Una situazione in cui si troverebbe circa un quarto delle aziende cerealicole e che allevano granivori e il 15% delle aziende a seminativi e ortofloricole.

In questa contingenza, le aziende agricole non possono fare investimenti, vedono assottigliarsi il capitale, peggiorare lo stato delle strutture produttive e venire a mancare le materie prime per la coltivazione (sementi e fertilizzanti).

La fragilità delle piccole aziende agricole

Va detto, per correttezza di analisi, che il Rapporto Crea non può tenere conto di eventuali adattamenti strutturali e organizzativi delle aziende agricole che potrebbero ridurre l’impatto negativo dei prezzi.
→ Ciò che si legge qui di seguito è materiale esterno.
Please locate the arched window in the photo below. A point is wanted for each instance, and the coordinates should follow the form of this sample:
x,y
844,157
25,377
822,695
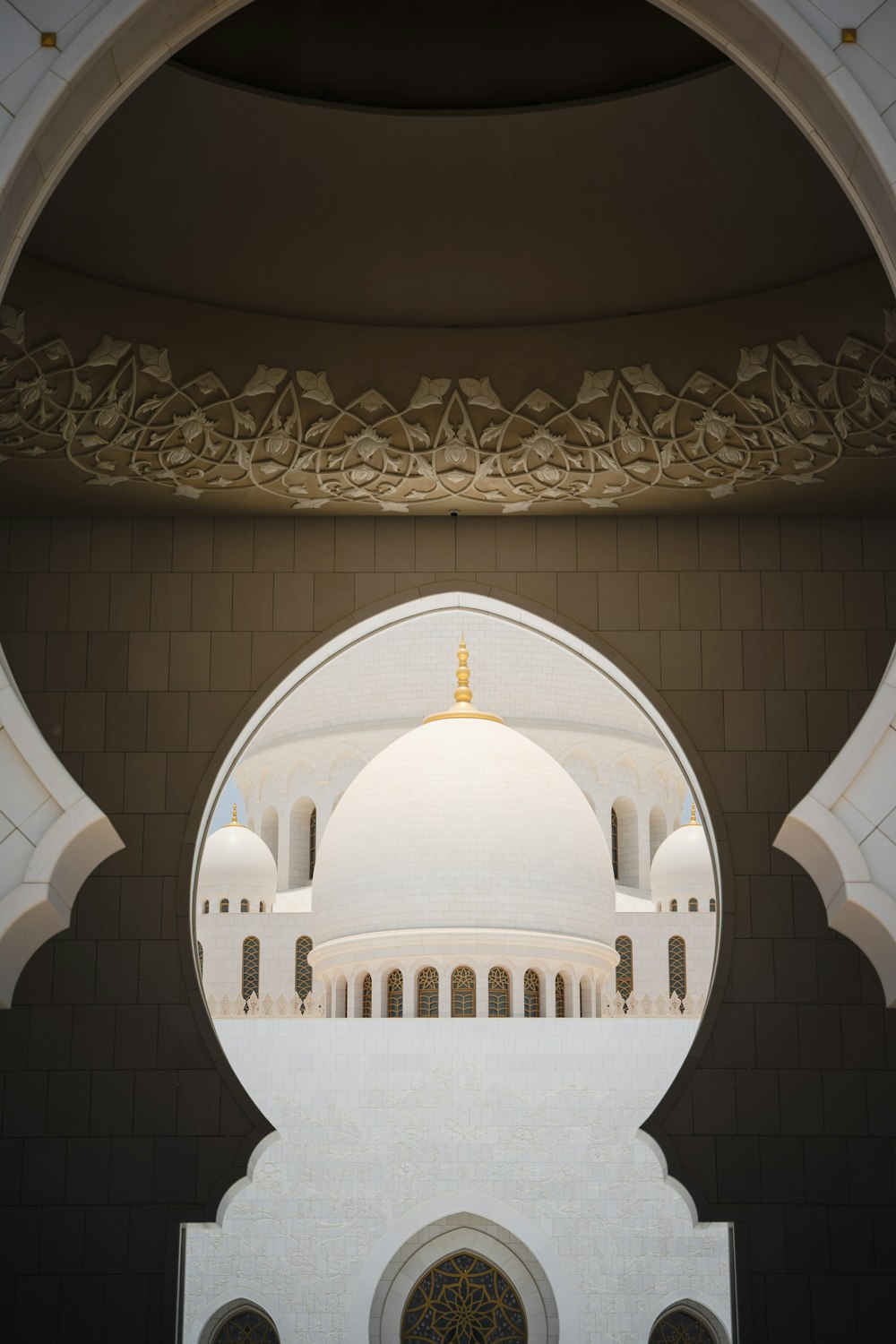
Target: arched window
x,y
614,841
395,995
462,992
498,992
681,1325
463,1298
625,970
427,992
530,994
252,957
677,968
304,975
246,1325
Ad esempio, le piccole aziende agricole potrebbero vendere i loro prodotti a prezzi più alti, ma difficilmente questi sarebbero in grado di bilanciare le perdite ingenti dovute alle mutate condizioni del mercato internazionale.

Nel generale clima di incertezza è fondamentale che le aziende agricole possano disporre di informazioni attendibili utili a fare scelte nel breve periodo e cogliere le eventuali opportunità che dovessero presentarsi.

Le piccole aziende agricole sono evidentemente le più vulnerabili, come evidenzia il Rapporto Crea, ma è condizionante anche la retribuzione non adeguata percepita dai produttori.

Un esempio viene dalla filiera lattiero-casearia, dove gli imprenditori stanno a prezzi inferiori ai costi di produzione.

Una situazione che mette a rischio l’economia, l’occupazione e l’approvvigionamento alimentare dell’Italia (ricordiamo che la nostra dipendenza dall’estero è il 16% del fabbisogno).

Granarolo alza il prezzo al litro riconosciuto ai produttori di latte

In questi giorni è stata molto apprezzata la decisione di Granarolo che ha deciso di riconoscere agli allevatori un prezzo minimo alla stalla di 48 centesimi al litro per il latte, cifra a cui si aggiungono Iva e premio di qualità.

«Una scelta responsabile che ci auguriamo venga seguita da tutti i grandi gruppi industriali e cooperativi per garantire la sopravvivenza dell’allevamento italiano» è il commento di Coldiretti.

Inoltre, «la stabilità della rete zootecnica italiana ha un’importanza che non riguarda solo l’economia nazionale ma ha una rilevanza sociale e ambientale perché quando una stalla chiude si perde un intero sistema fatto di animali, di prati per il foraggio, di formaggi tipici e soprattutto di persone impegnate a combattere, spesso da intere generazioni, lo spopolamento e il degrado dei territori soprattutto in zone svantaggiate».

«L’adeguamento dei compensi salva dalla chiusura 26mila stalle da latte e 100mila posti di lavoro, oltre ad alimentare la filiera lattiero-casearia che vale oltre 16 miliardi di euro» afferma Confagricoltura, che auspica a sua volta che altri gruppi industriali seguano l’esempio di Granarolo.